Numerous tourist routes crisscross the vineyards of France. Between the 140,000 wineries and about 30 different museums, these paths allow for wine tastings, to meet the wine producers, and also to appreciate the local landscapes and architectures: It is made-in-France wine tourism.
Aromas, scents, and colors: The wine route is above all a multi-sensory experience. In 2016, more than ten million tourists participated in wine tourism by heading out to discover France’s wines.

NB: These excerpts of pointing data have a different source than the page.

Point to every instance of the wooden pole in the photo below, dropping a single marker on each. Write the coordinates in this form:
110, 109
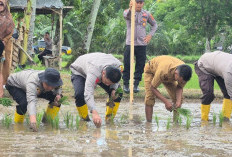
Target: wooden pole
61, 38
132, 56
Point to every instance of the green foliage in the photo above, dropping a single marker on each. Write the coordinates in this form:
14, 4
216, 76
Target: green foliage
6, 102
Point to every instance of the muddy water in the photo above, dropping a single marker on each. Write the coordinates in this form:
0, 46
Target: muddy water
124, 137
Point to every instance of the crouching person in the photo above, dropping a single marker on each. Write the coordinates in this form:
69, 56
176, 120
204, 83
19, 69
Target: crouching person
173, 74
91, 70
215, 66
28, 85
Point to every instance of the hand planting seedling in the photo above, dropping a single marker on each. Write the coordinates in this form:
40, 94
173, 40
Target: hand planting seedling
214, 118
7, 120
64, 101
168, 123
221, 118
6, 102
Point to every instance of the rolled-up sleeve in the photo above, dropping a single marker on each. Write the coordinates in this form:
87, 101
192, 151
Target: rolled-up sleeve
127, 14
89, 91
153, 23
31, 89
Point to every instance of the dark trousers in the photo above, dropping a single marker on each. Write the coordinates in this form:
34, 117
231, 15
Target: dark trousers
206, 82
140, 57
2, 47
20, 97
79, 88
44, 53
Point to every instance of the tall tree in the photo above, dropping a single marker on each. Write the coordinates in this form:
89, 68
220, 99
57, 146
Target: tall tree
90, 29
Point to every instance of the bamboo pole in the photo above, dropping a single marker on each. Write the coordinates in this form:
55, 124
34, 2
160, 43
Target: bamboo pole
132, 58
61, 38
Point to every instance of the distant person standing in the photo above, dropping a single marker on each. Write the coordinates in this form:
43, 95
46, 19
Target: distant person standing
48, 47
6, 31
142, 17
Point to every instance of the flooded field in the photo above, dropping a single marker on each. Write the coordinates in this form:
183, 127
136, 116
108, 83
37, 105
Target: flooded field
124, 137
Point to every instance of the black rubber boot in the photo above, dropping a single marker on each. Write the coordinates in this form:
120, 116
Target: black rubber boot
136, 86
126, 88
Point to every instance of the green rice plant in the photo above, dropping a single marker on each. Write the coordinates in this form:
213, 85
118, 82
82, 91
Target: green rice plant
67, 118
124, 118
56, 122
221, 118
184, 112
214, 118
168, 123
180, 120
77, 121
71, 124
39, 117
7, 120
6, 102
157, 120
64, 101
188, 121
27, 119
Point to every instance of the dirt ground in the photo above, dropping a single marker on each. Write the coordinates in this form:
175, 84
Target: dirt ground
124, 137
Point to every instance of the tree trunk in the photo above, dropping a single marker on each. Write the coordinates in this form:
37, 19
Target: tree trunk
90, 29
32, 26
207, 45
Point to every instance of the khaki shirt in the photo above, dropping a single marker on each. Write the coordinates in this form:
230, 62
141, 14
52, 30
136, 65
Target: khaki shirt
90, 66
218, 63
163, 68
29, 82
141, 20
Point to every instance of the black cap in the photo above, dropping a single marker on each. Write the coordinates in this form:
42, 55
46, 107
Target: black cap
51, 77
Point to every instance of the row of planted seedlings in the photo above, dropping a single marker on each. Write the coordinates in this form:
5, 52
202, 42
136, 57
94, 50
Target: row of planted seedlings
55, 121
7, 118
178, 116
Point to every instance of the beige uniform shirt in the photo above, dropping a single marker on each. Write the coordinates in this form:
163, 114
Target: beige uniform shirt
218, 63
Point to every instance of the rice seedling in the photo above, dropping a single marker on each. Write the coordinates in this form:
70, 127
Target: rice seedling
56, 122
7, 120
71, 123
67, 118
124, 118
214, 118
184, 112
39, 117
180, 120
188, 122
168, 123
64, 101
77, 121
157, 120
6, 102
221, 118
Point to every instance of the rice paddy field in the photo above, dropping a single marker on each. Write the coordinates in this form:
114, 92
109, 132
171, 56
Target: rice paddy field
127, 135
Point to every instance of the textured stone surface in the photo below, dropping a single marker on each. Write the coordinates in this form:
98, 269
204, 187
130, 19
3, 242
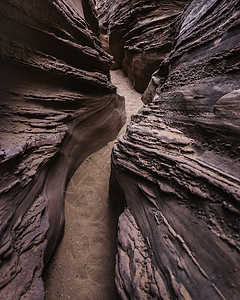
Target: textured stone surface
140, 34
177, 166
57, 106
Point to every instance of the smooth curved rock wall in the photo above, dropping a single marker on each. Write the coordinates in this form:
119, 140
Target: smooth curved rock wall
140, 34
57, 106
177, 167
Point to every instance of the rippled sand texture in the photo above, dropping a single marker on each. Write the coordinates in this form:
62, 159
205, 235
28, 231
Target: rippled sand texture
83, 265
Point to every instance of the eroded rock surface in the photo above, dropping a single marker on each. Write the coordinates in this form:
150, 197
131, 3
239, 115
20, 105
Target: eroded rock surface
57, 106
177, 167
139, 33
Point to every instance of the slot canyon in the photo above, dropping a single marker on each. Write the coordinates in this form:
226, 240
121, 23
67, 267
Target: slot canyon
119, 149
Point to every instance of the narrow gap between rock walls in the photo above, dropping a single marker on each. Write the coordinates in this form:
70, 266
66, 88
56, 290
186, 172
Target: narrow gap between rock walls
83, 265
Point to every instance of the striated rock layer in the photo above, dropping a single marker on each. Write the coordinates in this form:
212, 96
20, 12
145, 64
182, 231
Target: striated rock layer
139, 33
177, 167
57, 106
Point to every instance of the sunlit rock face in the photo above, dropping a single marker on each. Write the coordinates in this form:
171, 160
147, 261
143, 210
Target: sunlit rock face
140, 34
177, 167
57, 106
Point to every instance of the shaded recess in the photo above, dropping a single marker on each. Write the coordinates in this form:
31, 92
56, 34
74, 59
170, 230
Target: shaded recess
139, 34
57, 106
175, 173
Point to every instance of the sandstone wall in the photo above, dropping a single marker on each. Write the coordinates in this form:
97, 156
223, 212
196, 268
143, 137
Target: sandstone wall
177, 167
140, 34
57, 106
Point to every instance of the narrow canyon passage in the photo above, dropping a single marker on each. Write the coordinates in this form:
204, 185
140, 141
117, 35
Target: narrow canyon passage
83, 265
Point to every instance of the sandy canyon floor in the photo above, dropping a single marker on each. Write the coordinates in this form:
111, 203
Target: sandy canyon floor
82, 267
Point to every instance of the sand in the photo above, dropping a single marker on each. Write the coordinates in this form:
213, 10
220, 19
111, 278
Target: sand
82, 267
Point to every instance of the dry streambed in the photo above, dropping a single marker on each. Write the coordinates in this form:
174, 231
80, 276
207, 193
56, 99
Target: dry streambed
83, 265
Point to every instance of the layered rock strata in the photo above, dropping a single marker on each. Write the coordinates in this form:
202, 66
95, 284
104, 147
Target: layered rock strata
177, 168
139, 33
57, 106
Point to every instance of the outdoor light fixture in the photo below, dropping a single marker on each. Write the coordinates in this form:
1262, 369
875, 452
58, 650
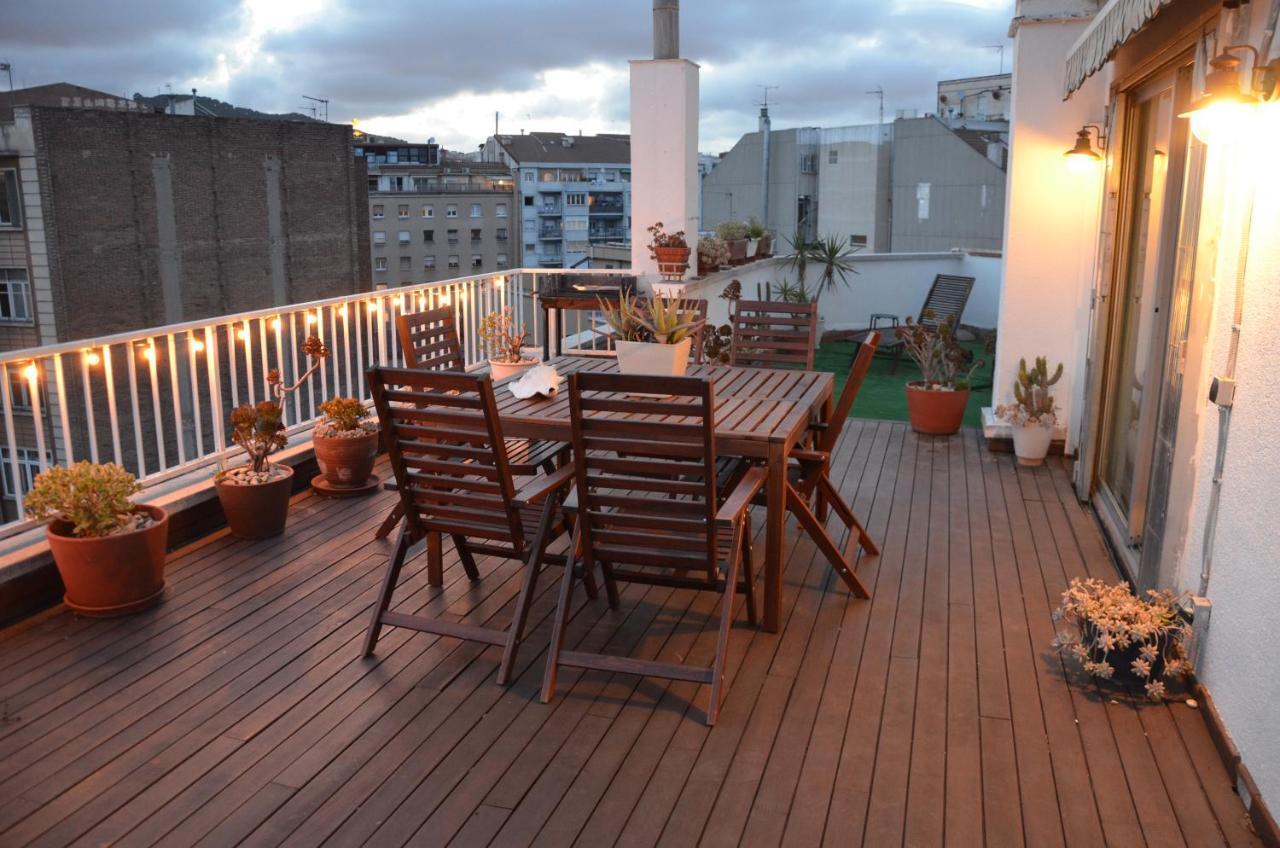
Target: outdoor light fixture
1083, 156
1225, 110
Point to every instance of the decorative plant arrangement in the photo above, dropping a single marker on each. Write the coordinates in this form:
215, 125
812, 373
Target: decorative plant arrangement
255, 496
712, 254
346, 445
670, 250
108, 550
1123, 637
1033, 411
652, 334
936, 402
504, 343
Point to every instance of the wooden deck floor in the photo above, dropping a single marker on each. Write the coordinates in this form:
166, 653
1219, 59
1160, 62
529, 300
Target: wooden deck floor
238, 712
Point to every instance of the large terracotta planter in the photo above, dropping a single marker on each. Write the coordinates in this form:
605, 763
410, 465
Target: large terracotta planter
672, 261
933, 411
256, 511
652, 358
346, 463
112, 574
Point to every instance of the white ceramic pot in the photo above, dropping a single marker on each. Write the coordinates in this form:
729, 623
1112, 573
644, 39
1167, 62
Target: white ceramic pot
502, 370
652, 358
1031, 442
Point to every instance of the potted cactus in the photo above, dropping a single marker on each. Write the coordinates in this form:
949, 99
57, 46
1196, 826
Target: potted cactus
936, 402
504, 343
108, 550
653, 334
1033, 411
346, 445
255, 496
670, 250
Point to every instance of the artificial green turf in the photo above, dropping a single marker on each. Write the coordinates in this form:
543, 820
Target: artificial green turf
883, 396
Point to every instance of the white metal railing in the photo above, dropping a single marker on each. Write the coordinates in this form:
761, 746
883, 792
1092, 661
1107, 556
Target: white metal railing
156, 401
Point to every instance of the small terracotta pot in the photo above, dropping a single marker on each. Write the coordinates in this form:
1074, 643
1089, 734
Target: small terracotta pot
256, 511
672, 261
110, 575
346, 463
936, 413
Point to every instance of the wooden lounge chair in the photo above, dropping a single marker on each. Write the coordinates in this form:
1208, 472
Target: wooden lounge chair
645, 510
769, 333
430, 341
453, 475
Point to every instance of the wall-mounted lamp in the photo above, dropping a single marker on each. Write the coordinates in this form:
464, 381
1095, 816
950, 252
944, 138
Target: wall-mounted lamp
1082, 156
1225, 110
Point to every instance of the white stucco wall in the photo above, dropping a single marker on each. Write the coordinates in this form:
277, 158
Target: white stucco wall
892, 283
1051, 212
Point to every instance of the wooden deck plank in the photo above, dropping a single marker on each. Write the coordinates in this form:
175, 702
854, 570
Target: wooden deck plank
238, 711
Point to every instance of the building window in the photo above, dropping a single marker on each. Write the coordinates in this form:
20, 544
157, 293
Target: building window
14, 295
10, 213
28, 466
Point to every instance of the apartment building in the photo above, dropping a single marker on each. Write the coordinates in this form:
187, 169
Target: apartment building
574, 191
114, 218
434, 214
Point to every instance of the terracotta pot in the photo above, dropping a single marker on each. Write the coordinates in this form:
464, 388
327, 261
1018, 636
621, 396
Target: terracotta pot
112, 574
672, 261
652, 358
936, 413
1031, 442
256, 511
346, 463
502, 370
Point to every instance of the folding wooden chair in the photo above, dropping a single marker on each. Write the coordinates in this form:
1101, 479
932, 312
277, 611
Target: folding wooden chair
429, 341
446, 448
769, 333
645, 510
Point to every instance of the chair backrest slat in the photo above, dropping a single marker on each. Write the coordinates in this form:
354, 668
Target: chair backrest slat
430, 340
645, 470
773, 333
848, 395
447, 451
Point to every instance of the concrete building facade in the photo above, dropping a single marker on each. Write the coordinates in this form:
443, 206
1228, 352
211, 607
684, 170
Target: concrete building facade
433, 215
572, 191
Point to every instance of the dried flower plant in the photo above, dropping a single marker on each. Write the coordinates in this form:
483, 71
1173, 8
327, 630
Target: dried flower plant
503, 338
1120, 633
94, 498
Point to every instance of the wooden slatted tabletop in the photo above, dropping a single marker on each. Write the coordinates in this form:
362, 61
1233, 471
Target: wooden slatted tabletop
760, 414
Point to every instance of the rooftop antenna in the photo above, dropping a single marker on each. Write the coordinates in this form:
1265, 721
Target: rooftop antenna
323, 103
880, 92
1000, 49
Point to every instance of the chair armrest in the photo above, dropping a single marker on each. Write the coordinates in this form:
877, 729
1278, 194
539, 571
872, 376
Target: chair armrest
539, 487
735, 505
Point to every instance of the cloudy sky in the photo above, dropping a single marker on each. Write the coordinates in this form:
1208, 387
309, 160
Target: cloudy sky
417, 68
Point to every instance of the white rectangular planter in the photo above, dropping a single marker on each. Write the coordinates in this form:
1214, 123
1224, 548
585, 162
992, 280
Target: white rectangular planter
652, 358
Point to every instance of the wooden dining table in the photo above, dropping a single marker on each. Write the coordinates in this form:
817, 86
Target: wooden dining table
760, 414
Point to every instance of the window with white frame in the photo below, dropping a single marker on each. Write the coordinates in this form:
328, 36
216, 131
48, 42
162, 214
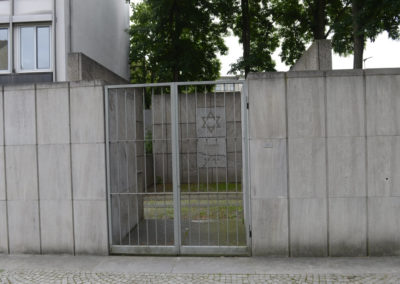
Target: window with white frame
4, 50
34, 48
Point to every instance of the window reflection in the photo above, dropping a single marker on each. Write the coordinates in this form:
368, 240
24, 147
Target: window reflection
3, 49
43, 47
27, 48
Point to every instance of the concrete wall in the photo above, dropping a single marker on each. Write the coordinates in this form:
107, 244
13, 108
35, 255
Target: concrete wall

The term “wine tourism” (or, much less commonly in English, “oenotourism”) designated the tasting of wines, and also visits to wineries that provide immersive experiences in the heart of wine country. Here are a couple suggestions of French wine routes in the various regions of France.
Alsace Wine Route
The Alsace Wine Route can be done by car, bike, or even on foot. It crosses the Haut-Rhin and the Bas-Rhin, passing through the Ballons des Vosges () Nature Park, Ballons being name of the small mountain of the Vosges mountain range. Along its 170 km length, it welcomes nearly two million wine tourists each year, enticed by its landscapes, wineries, castles, and “the most beautiful villages in France,” like Ribeauvillé, Riquewihr, Kayserberg and Eguisheim. With nearly 150 million bottles produced here each year, Alsace specializes in white wines.
The Bordeaux Wine Route
Reds, whites, rosés: The wines of the Bordeaux region benefit from a temperate climate, thanks to the humidity of the Atlantic. Médoc, Saint-Emilion, Pomerol, Fonsac, Entre-deux-Mers… there are 50 protected designation of origin (PDO) wines in this area. There are numerous different routes to crisscross the wine country of Bordeaux, to take advantage of the views along the Gironde estuary, Roman churches, and castles. The different products of the region and their history are also presented at the Cité du Vin, a museum specialized on the theme of the cultures and civilizations of wine.
The Burgundy Wine Route
Between Auxerrois and Mâconnais, the Burgundy wine country is spread out between the French départements of Yonne, Saône-et-Loire and Côte d’Or. The region boasts more than one hundred different PDO wines, like Chablis, which was first developed by the Romans in the second century BCE. Across the four routes (Yonne wineries, the grands crus of Burgundy, the grands vins and the wines of Mâconnais-Beaujolais), visitors will discover landscapes and grape varieties as well as sites recognized by UNESCO, like Vézelay, and the protected forests of the Morvan Natural Park.
Corsica Wine Route
The Corsica Wine Routes starts at the Cap Corse (in the northern part of the island), passes through Calvi and Ajaccio to arrive in Figari near the south end of the island. The island boasts nine PDO wines like Patrimonio or Cap Corse Muscat. The vinicultural tradition here dates back to ancient times; about 30 different native wines are still produced here. The exceptional level of sunniness on the “Island of Beauty” and its geological features can be tasted in the wines the region produces.
The Jura Wine Route
With it reds, rosé, white, yellow, and bubbly wines, like Crémant du Jura, the Jura region offers a mosaic of very diverse aromas. Among them is the very first French PDO product, obtained in 1936 by Arbois, where red wines are produced. The region also offers a richness of landscapes: the cascades of Baume-les-Messieurs, the castles of Frontenay and Rosay, or Salines of Salins-les-Bains.
The Provence Wine Route
Well-known for its rosé wines, Provence is also a land of white wines. From the Alps to the Mediterranean, the Provence wine country stretches over 200 km and crisscross numerous remarkable sites like the Sainte-Victoire Mountain or the massif of the Sainte-Baume. Developed by the Provence Wines Route and the Chamber of Agriculture, the digital application “Destination Vins de Provence,” which becomes available this July 2020, offers numerous suggestions for visits of wineries, restaurants, wine cellars, and wine bars in the region. Finally, in addition to the region’s olive groves and its hilly terrain, the region is well-known for its beautiful beaches and inlets.
The Loire Valley Wine Route
The Loire crisscrosses a large viticultural region that can be visited by bike or even houseboat. The cultural excursions are numerous: Castles, orangeries, abbeys, wineries. From Chalonnes-sur-Loire to Sully-sur-Loire, Loire Valley wineries are located in an exceptional landscape that is itself inscribed as a world cultural heritage by UNESCO. This region possesses a palette of very diverse wines due to its numerous microclimates, generated notably by oceanic influence.